Tüketilmesi halinde ciddi zehirlenme vakalarıyla karşılaşılabilir
İzmir Körfezi'nde geçmişte de lokal balık ölümlerinin yaşandığını ancak bu yıl ölümlerin görüldüğü alanın genişlediğini aktaran Tanrıkul, ölen balıkların çoğunun dibe ya da yarı dibe bağımlı türlerde olduğunu saptadıklarını ifade etti.
Tanrıkul, şunları kaydetti:
"Bizim daha çok gördüğümüz sargoz, çipura, lidaki, isparoz, dil ve mırmır gibi dibe bağlı yaşayan balıklar ölüyor. Bunun haricinde kefal gibi orta sularda gezen hatta çevre kirliliğine çok dayanıklı olan türler dahi artık yaşamını devam ettiremiyor. Onlar içerisinde de ölümler var. Bununla beraber levrek gibi tamamen etçil olarak beslenen hem su yüzeyinde hem suyun dibinde etçil avcılıkla beslenen balıklarda da ölümler var. Ancak kefal ve kaya balıkları gibi çevre kirliliğine çok dayanıklı türlerin dahi etkilenmesi olayın ciddiyetini gösteriyor."

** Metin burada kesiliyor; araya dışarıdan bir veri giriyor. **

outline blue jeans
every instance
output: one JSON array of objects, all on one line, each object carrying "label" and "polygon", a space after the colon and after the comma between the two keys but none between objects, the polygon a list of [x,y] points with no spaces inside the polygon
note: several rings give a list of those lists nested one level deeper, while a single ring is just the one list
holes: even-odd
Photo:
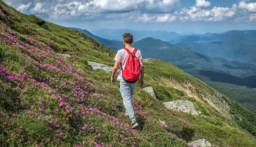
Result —
[{"label": "blue jeans", "polygon": [[131,96],[134,91],[136,82],[129,83],[124,81],[120,81],[120,93],[123,97],[123,102],[126,108],[126,112],[132,121],[136,120],[133,108],[132,108]]}]

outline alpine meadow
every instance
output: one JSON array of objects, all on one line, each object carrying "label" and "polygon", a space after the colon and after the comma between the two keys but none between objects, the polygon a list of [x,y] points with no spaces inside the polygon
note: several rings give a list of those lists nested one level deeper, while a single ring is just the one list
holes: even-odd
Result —
[{"label": "alpine meadow", "polygon": [[[156,97],[136,86],[132,105],[140,125],[131,129],[124,115],[119,84],[112,85],[103,68],[89,65],[112,67],[117,53],[95,40],[96,36],[23,14],[2,0],[0,34],[0,147],[195,147],[191,143],[198,140],[211,147],[256,147],[253,106],[220,88],[235,83],[206,84],[171,60],[146,59],[145,54],[144,87],[152,87]],[[216,65],[221,62],[190,49],[150,40],[160,42],[164,51],[190,51],[191,60],[201,62],[203,55]],[[134,44],[140,49],[139,42]],[[226,91],[228,95],[222,93]],[[250,96],[255,93],[248,94],[247,99],[253,101]],[[165,104],[181,100],[192,105],[195,114]]]}]

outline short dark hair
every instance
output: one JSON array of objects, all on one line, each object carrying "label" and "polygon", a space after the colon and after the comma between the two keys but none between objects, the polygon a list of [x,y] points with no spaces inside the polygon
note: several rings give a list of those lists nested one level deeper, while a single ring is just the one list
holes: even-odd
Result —
[{"label": "short dark hair", "polygon": [[123,39],[127,44],[131,44],[133,42],[133,37],[130,33],[125,33],[123,35]]}]

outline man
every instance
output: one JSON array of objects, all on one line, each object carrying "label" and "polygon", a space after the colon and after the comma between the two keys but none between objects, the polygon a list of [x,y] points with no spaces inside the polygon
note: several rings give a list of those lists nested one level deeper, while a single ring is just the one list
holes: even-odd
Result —
[{"label": "man", "polygon": [[[131,46],[132,43],[133,37],[129,33],[125,33],[123,35],[123,43],[125,48],[128,49],[130,52],[133,52],[133,50],[135,49]],[[120,70],[118,74],[117,80],[120,81],[120,91],[123,97],[123,102],[124,105],[126,108],[125,116],[129,117],[131,120],[131,128],[134,128],[139,126],[134,115],[134,112],[132,105],[132,96],[133,94],[134,88],[136,85],[136,82],[133,83],[128,82],[125,79],[125,80],[122,76],[122,70],[124,69],[127,63],[127,61],[129,56],[128,51],[125,49],[121,49],[117,52],[115,57],[115,65],[113,67],[113,70],[111,75],[111,83],[114,84],[115,82],[115,74],[118,69],[119,65],[121,65]],[[140,75],[141,78],[138,80],[139,86],[141,88],[143,86],[144,84],[144,69],[143,67],[143,63],[142,61],[142,57],[139,50],[136,49],[136,53],[134,54],[137,59],[139,61],[140,65]]]}]

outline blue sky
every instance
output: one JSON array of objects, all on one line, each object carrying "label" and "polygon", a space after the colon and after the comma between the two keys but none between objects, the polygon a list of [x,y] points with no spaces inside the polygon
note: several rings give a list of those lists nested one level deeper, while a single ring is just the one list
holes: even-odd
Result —
[{"label": "blue sky", "polygon": [[67,27],[182,34],[256,29],[256,0],[3,0]]}]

Ölümlerin İzmir Körfezi'ndeki balık popülasyonunu olumsuz etkilediğini aktaran Tanrıkul, sonbahar aylarında sıcaklıkların düşmesiyle su altı yaşamının normale döneceğini tahmin ettiklerini anlattı.

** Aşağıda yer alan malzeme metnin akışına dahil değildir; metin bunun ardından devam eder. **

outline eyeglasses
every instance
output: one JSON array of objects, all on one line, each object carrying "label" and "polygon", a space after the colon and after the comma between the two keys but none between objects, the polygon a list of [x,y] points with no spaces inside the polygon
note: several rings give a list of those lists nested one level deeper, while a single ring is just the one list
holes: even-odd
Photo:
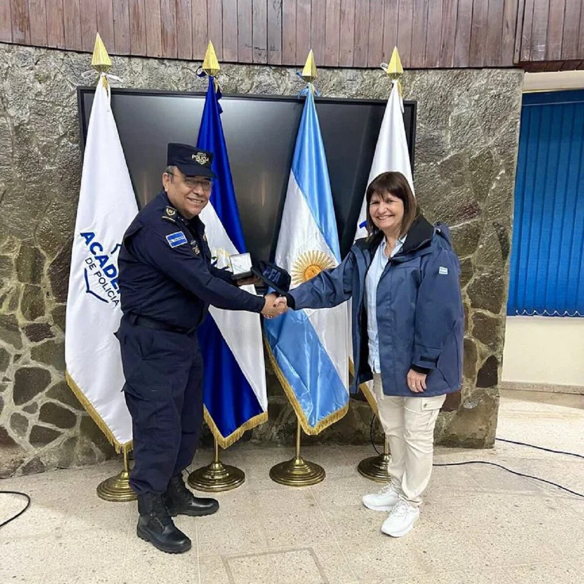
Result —
[{"label": "eyeglasses", "polygon": [[210,179],[194,179],[190,176],[180,176],[173,172],[167,172],[166,174],[180,179],[189,189],[196,189],[197,186],[200,186],[203,190],[209,191],[213,186],[213,182]]}]

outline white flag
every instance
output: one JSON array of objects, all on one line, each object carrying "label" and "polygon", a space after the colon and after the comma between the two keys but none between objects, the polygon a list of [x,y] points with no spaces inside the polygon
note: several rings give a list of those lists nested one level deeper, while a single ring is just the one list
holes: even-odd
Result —
[{"label": "white flag", "polygon": [[[398,84],[394,83],[393,88],[387,101],[383,121],[379,130],[377,145],[375,147],[373,162],[369,171],[367,186],[370,183],[383,172],[390,171],[401,172],[409,183],[413,193],[413,180],[412,179],[412,166],[409,163],[409,152],[408,151],[408,140],[405,137],[404,126],[404,110]],[[355,239],[367,237],[365,221],[367,218],[365,208],[365,197],[363,196],[361,213],[359,213]]]},{"label": "white flag", "polygon": [[[394,82],[390,99],[385,107],[385,113],[383,114],[383,121],[379,130],[379,136],[377,138],[377,144],[375,147],[375,154],[373,155],[373,162],[369,171],[369,178],[367,185],[369,186],[371,182],[377,178],[383,172],[391,171],[401,172],[409,183],[412,192],[413,190],[413,180],[412,179],[412,166],[409,161],[409,152],[408,150],[408,140],[405,135],[405,128],[404,126],[404,110],[401,98],[399,96],[399,90],[398,84]],[[361,212],[357,222],[357,228],[355,230],[355,239],[367,237],[366,224],[367,214],[366,213],[366,201],[364,194],[363,202],[361,206]],[[351,303],[349,303],[349,311],[350,314]],[[349,337],[349,343],[351,345],[351,354],[353,353],[352,338]],[[371,382],[362,383],[360,386],[370,405],[375,412],[377,412],[377,404],[372,391]]]},{"label": "white flag", "polygon": [[138,213],[102,75],[87,131],[71,253],[65,334],[69,387],[118,451],[131,447],[131,419],[121,388],[121,317],[117,255]]}]

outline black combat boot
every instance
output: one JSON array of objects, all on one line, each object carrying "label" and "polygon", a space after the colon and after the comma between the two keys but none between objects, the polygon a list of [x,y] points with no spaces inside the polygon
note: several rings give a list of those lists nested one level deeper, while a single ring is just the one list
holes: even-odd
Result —
[{"label": "black combat boot", "polygon": [[175,527],[162,495],[145,493],[138,496],[138,520],[136,534],[155,548],[169,554],[180,554],[190,549],[190,540]]},{"label": "black combat boot", "polygon": [[172,517],[176,515],[210,515],[219,509],[215,499],[196,497],[187,488],[182,473],[173,477],[164,493],[164,502]]}]

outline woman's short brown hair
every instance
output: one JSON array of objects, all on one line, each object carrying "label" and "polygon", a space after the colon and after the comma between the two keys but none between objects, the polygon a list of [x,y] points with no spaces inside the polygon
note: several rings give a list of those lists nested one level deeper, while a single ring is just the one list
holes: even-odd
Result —
[{"label": "woman's short brown hair", "polygon": [[401,199],[404,203],[404,218],[399,228],[399,237],[402,237],[409,231],[412,224],[420,214],[420,208],[408,179],[401,172],[383,172],[371,180],[365,194],[367,231],[370,239],[381,237],[379,235],[381,230],[373,223],[369,213],[371,197],[376,194],[383,197],[388,193]]}]

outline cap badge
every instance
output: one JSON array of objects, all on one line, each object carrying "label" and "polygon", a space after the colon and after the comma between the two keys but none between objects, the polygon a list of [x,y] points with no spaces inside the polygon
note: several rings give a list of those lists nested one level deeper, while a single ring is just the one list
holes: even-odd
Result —
[{"label": "cap badge", "polygon": [[199,164],[207,164],[209,161],[209,157],[204,152],[197,152],[196,154],[193,154],[191,158]]}]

Körfezden tutulan balıkların tüketilmemesi gerektiğine de dikkati çeken Tanrıkul, "Ölen balıklar taze dahi olsa tüketilmemesi gerekiyor. Çünkü bunların üzerindeki mikrobiyolojik ve kimyasal yük çok fazla. Balığın kendisi zaten dayanamayarak ölüyor. İnsanların tüketmesi halinde ciddi zehirlenme vakalarıyla karşılaşılabilir." diye konuştu.